The four documents refer to the 1972 Sino-Japanese Joint Statement, the 1978 China-Japan Treaty of Peace and Friendship, the 1998 China-Japan Joint Declaration, and the 2008 joint statement on advancing strategic and mutually beneficial relations.

The Premier asked both sides to maintain the political foundation of bilateral ties, properly manage disputes and jointly build a brighter future.

Premier Li Keqiang and Japanese Prime Minister Shinzo Abe attend a joint press conference after their talks in Tokyo, Japan, on May 9, 2018. [Photo/Xinhua]

The Japanese government and leaders have on multiple occasions expressed willingness to face up to and reflect on history, Premier Li said, urging the Japanese side to fulfill its commitments with actions.

The Premier also urged Japan to honor its promise and stick to the one-China policy on the Taiwan issue.

Abe, in response, said Japan will only have nongovernmental exchanges with Taiwan in accordance with Tokyo’s agreement with Beijing.

“The two countries should maintain the stable situation in the East China Sea, and turn it into a sea of peace, cooperation and friendship,” he said.

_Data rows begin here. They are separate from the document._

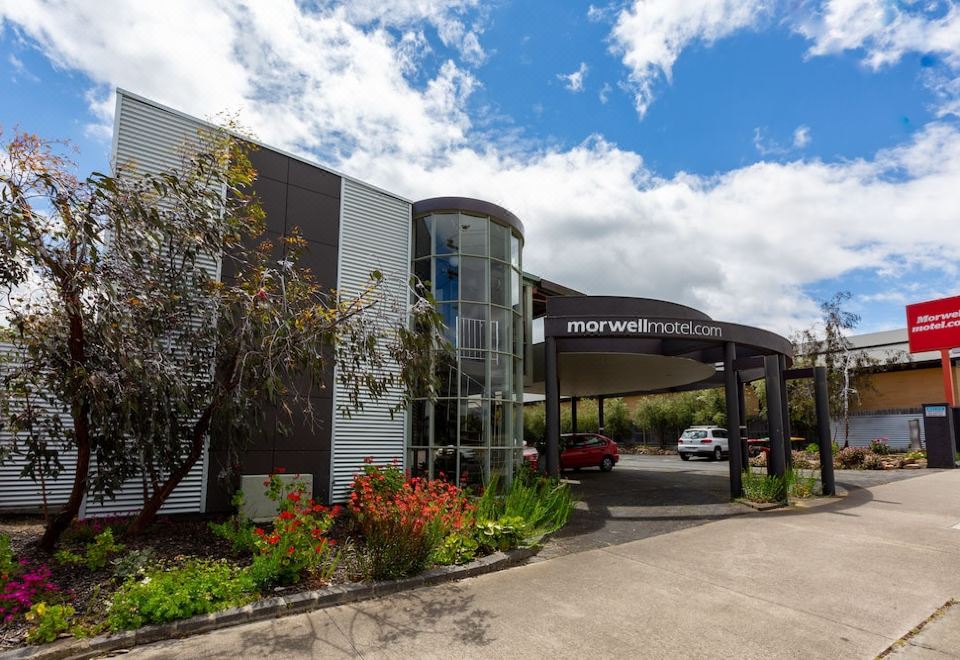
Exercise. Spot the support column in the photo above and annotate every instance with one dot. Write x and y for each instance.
(573, 414)
(776, 463)
(822, 404)
(742, 407)
(784, 399)
(731, 383)
(552, 406)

The Premier called on the two sides to view each other’s development as opportunities, and translate into action their political consensus on treating each other as partners instead of threats.

Practical cooperation is an important engine and support for China-Japan relations, Premier Li said, adding that the two economies are highly complementary.

He proposed that the two sides cement bilateral cooperation in key areas such as energy saving, technological innovation, high-end manufacturing, finance, sharing economy, healthcare and elderly care.

Premier Li also suggested that the two countries carry out cooperation within the framework of the Belt and Road Initiative and jointly explore third-party markets.

Premier Li Keqiang and Japanese Prime Minister Shinzo Abe attend a joint press conference after their talks in Tokyo, Japan, on May 9, 2018. [Photo/Xinhua]

The two sides have agreed in principle to sign a currency swap deal at an early date, and China has agreed to grant Japan a quota of 200 billion yuan (about $31.36 billion) under the RMB Qualified Foreign Institutional Investors (RQFII) program.

The Premier also called for joint efforts to enhance people-to-people friendship and beef up exchanges in culture, education, sports, media and youth as well as at local levels.

For his part, Abe said that with the resumption of a high-level economic dialogue and the exchange of visits between their foreign ministers, Japan and China have witnessed concrete improvement of bilateral ties since last year.

Japan will stick to a peaceful development path, he said, vowing to take the opportunity of Premier Li’s visit to further improve ties with China and make it more mature.

Abe pledged to strengthen political mutual trust with China, maintain high-level exchanges and enhance coordination on global and regional issues.

Japan supports China’s reform and opening-up, and will continue to boost bilateral cooperation in key areas, jointly safeguard the free trade system, and expand cooperation in investment, tourism, culture, food, disaster reduction and maritime exploration.

The two leaders also conferred on the Korean Peninsula situation and other global and regional issues of common concern.

After their talks, Premier Li and Abe witnessed the signing of several cooperation documents ranging from culture, public health and services trade to exploring third-party market cooperation and launching an air and maritime liaison mechanism.